Expedia — Interleaving for Accelerated Testing (2026-02-17)¶
Summary¶
Expedia Group's lodging search team uses interleaving — a ranking-experimentation technique that mixes results from two candidate rankings (A and B) into one list shown to a single user — as an accelerated alternative to A/B testing for search-ranking changes. Per-search user events (property-detail-page clicks and booking transactions) are attributed back to the source ranking that contributed each displayed slot; each search gets a winning variant (the ranking whose attributed events were higher, with ties explicit). A lift metric aggregates wins across searches (or users); lift = 0 means no preference, positive prefers A, negative prefers B. Significance is established via a t-test on the distribution of winning indicators — yielding "virtually the same results as the bootstrapping [percentile method]" (concepts/bootstrap-percentile-method) but "considerably faster." Against deliberately-deteriorated ranking treatments (random-property pinning between positions 5–10; random reshuffling of top slots), interleaving "correctly detects the negative effects ... within a few days of data taking," while a conventional A/B test on CVR uplift "fails to detect the negative effect of random pinning even with the full sample size" — a large sensitivity gain. Click events were more sensitive than bookings: "statistically significant negative result already after the first day of data taking."
Key takeaways¶
- Interleaving ≠ A/B testing. A/B splits users; interleaving splits slots within a single list shown to one user, then attributes per-event preference. The metric measures direction of user preference, not the magnitude of CVR uplift a traditional A/B test would measure. (concepts/interleaving-testing)
- Two event types tracked separately: property-detail-page views (clicks) and booking transactions.

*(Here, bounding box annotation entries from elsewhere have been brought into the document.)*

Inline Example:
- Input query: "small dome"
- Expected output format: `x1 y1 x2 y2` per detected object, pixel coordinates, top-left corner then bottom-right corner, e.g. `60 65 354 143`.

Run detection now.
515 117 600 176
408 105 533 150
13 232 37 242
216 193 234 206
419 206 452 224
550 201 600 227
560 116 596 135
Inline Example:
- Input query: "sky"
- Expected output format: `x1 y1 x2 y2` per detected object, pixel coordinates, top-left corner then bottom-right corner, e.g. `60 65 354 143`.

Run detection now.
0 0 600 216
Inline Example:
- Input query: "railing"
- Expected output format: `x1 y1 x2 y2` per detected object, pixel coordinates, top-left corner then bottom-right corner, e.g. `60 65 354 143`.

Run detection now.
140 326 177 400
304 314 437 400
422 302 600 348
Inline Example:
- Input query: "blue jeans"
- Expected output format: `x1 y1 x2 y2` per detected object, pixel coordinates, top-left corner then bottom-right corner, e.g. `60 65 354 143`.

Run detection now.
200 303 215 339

Tracking both "improves our understanding of the impact of rankings to both conversion and click-through rates." Clicks are denser and more sensitive; bookings are rarer but closer to revenue.
- Lift metric — "lift metric equals 0 when A and B win an equal number of times, indicating no user preference between the two rankings" — normalised for ties; results "do not strongly depend on the normalization method." Default reporting is at the user level (comparing users-who-preferred-A vs users-who-preferred-B with ties accounting for users-without-preferences).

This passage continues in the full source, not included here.